Relabeling symmetry in relativistic fluids and plasmas

TL;DR

This paper derives a relativistic conservation law for canonical helicity from Noether's theorem using an action principle in Lagrangian coordinates, revealing why conventional helicity is not conserved in relativistic fluids and plasmas.

Contribution

It introduces a relativistic action principle for fluids and plasmas, deriving a new conservation law for relativistic canonical helicity and explaining the non-conservation of conventional helicity.

Findings

Derived relativistic canonical helicity conservation from Noether's theorem.

Explained the non-conservation of conventional helicity in relativistic settings.

Formulated a relativistic action principle for MHD and derived the relativistic cross helicity.

Abstract

The conservation of the recently formulated relativistic canonical helicity [Yoshida Z, Kawazura Y, and Yokoyama T 2014 J. Math. Phys. 55 043101] is derived from Noether's theorem by constructing an action principle on the relativistic Lagrangian coordinates (we obtain general cross helicities that include the helicity of the canonical vorticity). The conservation law is, then, explained by the relabeling symmetry pertinent to the Lagrangian label of fluid elements.

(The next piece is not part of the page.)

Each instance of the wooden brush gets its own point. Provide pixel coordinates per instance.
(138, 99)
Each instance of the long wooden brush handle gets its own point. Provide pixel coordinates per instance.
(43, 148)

Upon Eulerianizing the Noether current, the purely spatial volume integral on the Lagrangian coordinates is mapped to a space-time mixed three-dimensional integral on the four-dimensional Eulerian coordinates. The relativistic conservation law in the Eulerian coordinates is no longer represented by any divergence-free current; hence, it is not adequate to regard the relativistic helicity (represented by the Eulerian variables) as a Noether charge, and this stands the reason why the "conventional helicity" is no longer a constant of motion. We have also formulated a relativistic action principle of magnetohydrodynamics (MHD) on the Lagrangian coordinates, and have derived the relativistic MHD cross helicity.